The following factors may increase your risk of primary biliary cholangitis:
- Sex. Most people with primary biliary cholangitis are women.
- Age. It's most likely to occur in people 30 to 60 years old.
- Genetic factors. You're more likely to get the condition if you have a family member who has or had it.
- Geography. It's most common in northern Europe and North America.
Researchers think that genetic factors combined with certain environmental factors trigger primary biliary cholangitis. These environmental factors may include:
- Infections caused by bacteria, fungi or parasites
- Toxic chemicals
As liver damage worsens, primary biliary cholangitis can cause serious health problems, including:
- Liver scarring (cirrhosis).
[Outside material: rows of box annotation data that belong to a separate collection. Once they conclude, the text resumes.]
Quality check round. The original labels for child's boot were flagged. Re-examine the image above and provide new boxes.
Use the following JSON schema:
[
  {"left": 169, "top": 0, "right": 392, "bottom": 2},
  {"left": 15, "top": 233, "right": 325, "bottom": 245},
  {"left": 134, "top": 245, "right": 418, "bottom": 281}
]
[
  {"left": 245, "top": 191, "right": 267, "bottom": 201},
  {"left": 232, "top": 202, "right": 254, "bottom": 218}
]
Cirrhosis makes it difficult for your liver to work and may lead to liver failure. It indicates the later stage of primary biliary cholangitis. People with primary biliary cholangitis and cirrhosis have a poor prognosis and higher risk of other complications.
- Increased pressure in the portal vein (portal hypertension). Blood from your intestine, spleen and pancreas enters your liver through a large blood vessel called the portal vein. When scar tissue from cirrhosis blocks normal blood flow through your liver, blood backs up. This causes increased pressure inside the vein. Also, because blood doesn't flow normally through your liver, drugs and other toxins aren't filtered properly from your bloodstream.
- Enlarged spleen (splenomegaly). Your spleen can become swollen with white blood cells and platelets because your body no longer filters toxins out of the bloodstream as it should.
- Gallstones and bile duct stones. If bile cannot flow through the bile ducts, it may harden into stones, causing pain and infection.
- Enlarged veins (varices). When blood flow through the portal vein is slowed or blocked, blood may back up into other — usually those in your stomach and esophagus. Increased pressure may cause delicate veins to break open and bleed. Bleeding in the upper stomach or esophagus is a life-threatening emergency that requires immediate medical care.
- Liver cancer. Liver scarring (cirrhosis) increases your risk of liver cancer.
- Weak bones (osteoporosis). People with primary biliary cholangitis have an increased risk of weak, brittle bones that may break more easily.
- Vitamin deficiencies. A lack of bile affects your digestive system's ability to absorb fats and the fat-soluble vitamins, A, D, E and K. Because of this, some people with advanced primary biliary may have low levels of these vitamins.
- Decreased mental function (hepatic encephalopathy). Some people with primary biliary cholangitis with liver failure have personality changes and problems with memory and concentration.
- Increased risk of other disease. Primary biliary cholangitis is associated with metabolic or immune system disorders, including thyroid problems, limited scleroderma (CREST syndrome) and rheumatoid arthritis.
Working together, you and your doctor can help prevent these specific complications:
- Increased pressure in the portal vein (portal hypertension). Your doctor is likely to screen and monitor you for portal hypertension and enlarged veins if you have liver disease.
- Weak bones (osteoporosis). Exercise most days of the week can help increase your bone density. If you have osteoporosis, your treatment may include calcium and vitamin D supplements.
- Vitamin deficiencies. Your doctor may recommend supplements of vitamins A, D, E and K to improve vitamin levels. Avoid taking herbs or nutritional supplements without talking to your doctor first.